8 Zeilen nach der Erzeugung des Statements schließt du die Verbindung wieder (con.close())

was glaubst du was das zu bedeuten hat? 
hast du denn dir nicht ein einziges Tutorial angeschaut 
oder dort nicht gelesen was die einzelnen Befehle machen?

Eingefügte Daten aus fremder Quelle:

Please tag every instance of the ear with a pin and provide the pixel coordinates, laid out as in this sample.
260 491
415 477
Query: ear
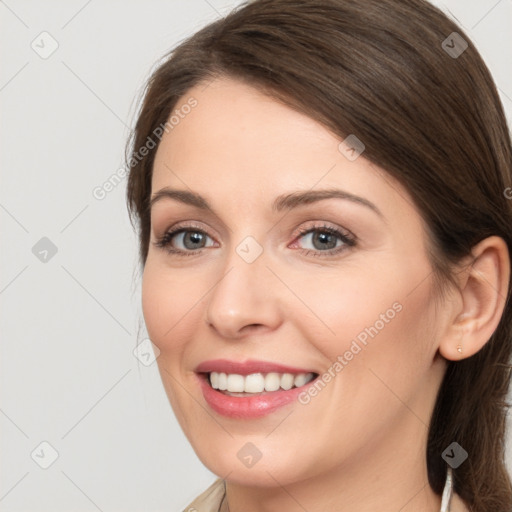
483 283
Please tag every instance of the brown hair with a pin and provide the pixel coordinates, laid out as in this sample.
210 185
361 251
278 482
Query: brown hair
378 69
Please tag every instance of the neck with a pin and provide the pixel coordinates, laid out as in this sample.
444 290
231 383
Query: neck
386 475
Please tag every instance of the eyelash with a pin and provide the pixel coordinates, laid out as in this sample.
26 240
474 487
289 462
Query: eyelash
348 240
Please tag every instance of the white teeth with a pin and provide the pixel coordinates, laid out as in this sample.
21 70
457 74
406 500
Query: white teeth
254 383
287 381
258 382
236 383
301 379
272 382
223 381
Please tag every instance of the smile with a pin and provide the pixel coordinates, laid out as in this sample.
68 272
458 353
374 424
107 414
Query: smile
251 389
238 385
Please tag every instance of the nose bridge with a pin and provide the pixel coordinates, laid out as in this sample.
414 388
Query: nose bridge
243 294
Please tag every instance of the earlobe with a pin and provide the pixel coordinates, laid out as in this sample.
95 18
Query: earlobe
483 288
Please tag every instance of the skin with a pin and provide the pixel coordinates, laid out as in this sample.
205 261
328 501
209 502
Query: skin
360 443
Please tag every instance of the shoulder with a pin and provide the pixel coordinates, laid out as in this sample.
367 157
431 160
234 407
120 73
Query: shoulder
209 500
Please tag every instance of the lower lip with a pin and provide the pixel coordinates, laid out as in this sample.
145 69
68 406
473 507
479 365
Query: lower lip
247 407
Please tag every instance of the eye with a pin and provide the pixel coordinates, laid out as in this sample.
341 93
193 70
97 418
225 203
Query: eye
324 240
184 240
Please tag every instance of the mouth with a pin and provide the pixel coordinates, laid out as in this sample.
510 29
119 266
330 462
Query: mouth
251 389
234 384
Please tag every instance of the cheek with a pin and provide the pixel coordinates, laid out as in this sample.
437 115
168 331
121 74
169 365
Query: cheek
165 304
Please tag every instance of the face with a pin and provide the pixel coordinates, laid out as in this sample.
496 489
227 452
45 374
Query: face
292 276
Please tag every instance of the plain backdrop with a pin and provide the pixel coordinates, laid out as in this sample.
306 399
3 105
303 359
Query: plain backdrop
74 398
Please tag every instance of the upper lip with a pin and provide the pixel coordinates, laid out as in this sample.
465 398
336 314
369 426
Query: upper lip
246 367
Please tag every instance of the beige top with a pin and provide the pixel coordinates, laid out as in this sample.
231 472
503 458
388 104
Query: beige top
213 500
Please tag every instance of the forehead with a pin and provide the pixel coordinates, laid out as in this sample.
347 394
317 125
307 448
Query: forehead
237 143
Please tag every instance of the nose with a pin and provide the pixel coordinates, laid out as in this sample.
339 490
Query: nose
245 299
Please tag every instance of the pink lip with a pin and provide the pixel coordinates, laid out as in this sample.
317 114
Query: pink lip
248 407
246 368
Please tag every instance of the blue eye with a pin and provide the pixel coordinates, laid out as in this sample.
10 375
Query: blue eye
189 239
323 240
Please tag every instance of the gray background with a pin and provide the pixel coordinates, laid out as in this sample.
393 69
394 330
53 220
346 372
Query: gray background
71 320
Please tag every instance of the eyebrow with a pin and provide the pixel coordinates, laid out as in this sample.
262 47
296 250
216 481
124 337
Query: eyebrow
282 202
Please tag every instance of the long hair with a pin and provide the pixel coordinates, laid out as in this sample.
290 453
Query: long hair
399 76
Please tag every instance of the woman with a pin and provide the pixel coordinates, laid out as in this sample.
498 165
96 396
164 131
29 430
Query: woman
321 195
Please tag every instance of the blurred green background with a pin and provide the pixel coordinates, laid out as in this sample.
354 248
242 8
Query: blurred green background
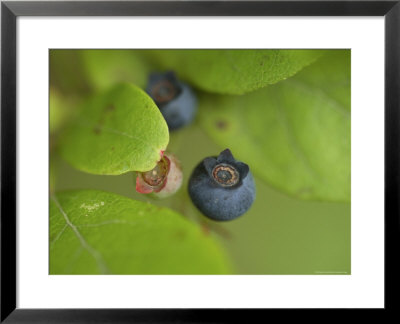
280 234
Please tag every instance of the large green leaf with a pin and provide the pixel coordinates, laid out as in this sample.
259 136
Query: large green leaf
233 71
105 68
296 134
118 131
95 232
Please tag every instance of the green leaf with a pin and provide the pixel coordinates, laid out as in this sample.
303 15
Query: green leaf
295 135
118 131
105 68
95 232
62 109
233 71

die Fehlermeldung sagt es dir dann auch direkt: 
'der Fehler ist, dass die Connection schon geschlossen ist'

kann man mehr an Tipps geben in dieser Situation?
Fehlermeldungen sind ja oft kryptisch, aber diese passt perfekt,

--------

so, du darfst also die Connection nicht closen
bzw. es wäre wahrscheinlich besser, wenn du die Connection und das Statement erst dann erzeugst, wenn sie gebraucht wird,
z.B. in der actionPerformed-Operation


----------



## Ellie (23. Mai 2007)

Oh. Vielen Dank für die Antwort, die Rüge nehme ich an.  Hätte mir nicht gedacht, dass ich so etwas unter meiner Nase übersehen habe. 


(Was nun genau der Denkfehler war: Ich hatte die Anweisung finally immer zum Wirkungsbereich von catch gezählt und weiter nicht beachtet, da ja try nachweislich erfolgreich verlief.)


----------